The question is in the title really.
Does topological conjugacy preserve expansiveness? That is if two topological dynamical systems $f$ and $ g$ are topologically conjugate, and $f$ is expansive, must $g$ be also expansive?
(Expansive: a topological dynamical system $f$ on a metric space $(X, d)$ is called expansive if there exists $c > 0$ such that for each $x \neq y \in X$, there exists $n \in \mathbb{N}$, so that $ $ $d\left(f^{n}(x), f^{n}(y)\right) \geq c$.)
I cannot find any counterexample, so I would think yes. Is this the case? How to prove this if so?
Assume that $X$ is compact.

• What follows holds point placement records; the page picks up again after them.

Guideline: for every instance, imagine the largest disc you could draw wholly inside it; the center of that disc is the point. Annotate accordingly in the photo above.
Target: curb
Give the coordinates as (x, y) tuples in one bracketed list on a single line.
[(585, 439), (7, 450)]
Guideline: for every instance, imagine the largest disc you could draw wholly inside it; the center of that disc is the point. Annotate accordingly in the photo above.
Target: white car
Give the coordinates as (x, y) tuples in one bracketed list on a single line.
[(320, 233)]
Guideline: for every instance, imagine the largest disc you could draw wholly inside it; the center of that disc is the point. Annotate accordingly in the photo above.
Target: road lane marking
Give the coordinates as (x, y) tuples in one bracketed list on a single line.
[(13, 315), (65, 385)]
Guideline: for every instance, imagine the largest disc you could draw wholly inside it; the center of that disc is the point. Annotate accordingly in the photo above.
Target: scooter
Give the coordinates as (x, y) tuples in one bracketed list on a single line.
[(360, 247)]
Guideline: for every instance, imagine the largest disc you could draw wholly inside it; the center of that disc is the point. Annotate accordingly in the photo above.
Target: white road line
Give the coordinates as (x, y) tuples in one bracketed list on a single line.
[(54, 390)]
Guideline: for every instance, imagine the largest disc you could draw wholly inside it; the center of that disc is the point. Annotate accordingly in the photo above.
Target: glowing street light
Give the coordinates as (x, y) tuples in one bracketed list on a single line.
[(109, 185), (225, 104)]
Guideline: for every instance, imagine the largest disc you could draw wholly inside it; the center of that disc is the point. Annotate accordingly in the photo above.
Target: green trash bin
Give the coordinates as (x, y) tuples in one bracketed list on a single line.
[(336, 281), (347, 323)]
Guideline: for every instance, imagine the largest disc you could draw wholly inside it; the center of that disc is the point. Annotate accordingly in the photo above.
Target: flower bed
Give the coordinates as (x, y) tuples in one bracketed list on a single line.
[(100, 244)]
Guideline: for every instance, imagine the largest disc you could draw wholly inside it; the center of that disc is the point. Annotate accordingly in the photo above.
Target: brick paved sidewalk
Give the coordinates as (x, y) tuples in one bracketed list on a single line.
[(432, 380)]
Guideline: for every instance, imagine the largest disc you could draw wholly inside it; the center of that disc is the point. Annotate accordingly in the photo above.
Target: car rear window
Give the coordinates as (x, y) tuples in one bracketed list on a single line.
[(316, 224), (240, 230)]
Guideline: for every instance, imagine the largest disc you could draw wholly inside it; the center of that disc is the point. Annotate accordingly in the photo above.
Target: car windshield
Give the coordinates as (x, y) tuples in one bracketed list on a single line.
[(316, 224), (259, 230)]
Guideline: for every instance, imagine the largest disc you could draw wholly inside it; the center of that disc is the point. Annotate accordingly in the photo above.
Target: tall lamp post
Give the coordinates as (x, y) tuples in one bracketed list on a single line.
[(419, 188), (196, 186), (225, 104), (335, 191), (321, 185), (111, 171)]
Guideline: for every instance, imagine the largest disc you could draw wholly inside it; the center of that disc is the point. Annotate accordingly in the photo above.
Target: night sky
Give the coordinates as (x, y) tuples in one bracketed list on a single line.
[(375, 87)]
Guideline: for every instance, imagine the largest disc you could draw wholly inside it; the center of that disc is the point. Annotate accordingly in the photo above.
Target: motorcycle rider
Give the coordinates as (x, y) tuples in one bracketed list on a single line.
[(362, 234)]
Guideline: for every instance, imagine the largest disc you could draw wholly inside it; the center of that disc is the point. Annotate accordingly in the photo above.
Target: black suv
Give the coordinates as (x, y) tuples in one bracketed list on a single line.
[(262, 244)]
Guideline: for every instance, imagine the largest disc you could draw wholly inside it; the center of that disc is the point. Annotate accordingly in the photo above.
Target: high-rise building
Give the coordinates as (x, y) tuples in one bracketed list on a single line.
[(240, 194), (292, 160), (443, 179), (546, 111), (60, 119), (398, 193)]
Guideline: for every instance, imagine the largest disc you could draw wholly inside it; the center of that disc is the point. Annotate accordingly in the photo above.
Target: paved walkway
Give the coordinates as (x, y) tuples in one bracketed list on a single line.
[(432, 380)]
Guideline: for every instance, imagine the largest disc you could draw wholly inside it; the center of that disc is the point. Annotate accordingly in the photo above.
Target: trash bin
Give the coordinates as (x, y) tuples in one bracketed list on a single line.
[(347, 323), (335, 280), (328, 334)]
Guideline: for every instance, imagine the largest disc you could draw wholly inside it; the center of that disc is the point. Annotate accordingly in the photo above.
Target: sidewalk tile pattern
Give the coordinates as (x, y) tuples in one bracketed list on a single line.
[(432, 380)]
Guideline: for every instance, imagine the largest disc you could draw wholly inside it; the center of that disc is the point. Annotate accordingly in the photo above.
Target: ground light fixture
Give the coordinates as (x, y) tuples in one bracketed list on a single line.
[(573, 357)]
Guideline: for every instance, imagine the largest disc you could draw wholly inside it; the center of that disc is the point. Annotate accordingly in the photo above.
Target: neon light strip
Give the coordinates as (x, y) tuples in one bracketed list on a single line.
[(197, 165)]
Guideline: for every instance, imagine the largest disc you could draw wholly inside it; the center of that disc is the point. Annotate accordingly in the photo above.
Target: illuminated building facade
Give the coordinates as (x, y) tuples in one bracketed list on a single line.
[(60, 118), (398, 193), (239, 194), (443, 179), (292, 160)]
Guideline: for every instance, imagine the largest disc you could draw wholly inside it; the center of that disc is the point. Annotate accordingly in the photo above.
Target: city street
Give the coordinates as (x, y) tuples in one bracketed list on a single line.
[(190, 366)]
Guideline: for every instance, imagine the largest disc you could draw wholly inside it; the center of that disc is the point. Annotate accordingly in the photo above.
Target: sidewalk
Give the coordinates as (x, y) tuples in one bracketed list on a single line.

Then this should follow relatively easily from uniform continuity of the conjugation map $h$.
If $X$ is not compact, here is a counter example: consider $f(x)=g(x)=x/2$ on $X=(0,1]$. You can consider two distances inducing the same topology on $X$, $d_1(x,y)=|x-y|$ and $d_2(x,y)=|\frac{1}{x}-\frac{1}{y}|$. The maps $f$ and $g$ (acting respectively on $(X,d_1)$ and $(X,d_2)$) are conjugated by the identity, which is a homeomorphism since $d_1$ and $d_2$ define the same topology. But $g$ is expansive on $(X,d_2)$ while $f$ is not on $(X,d_1)$.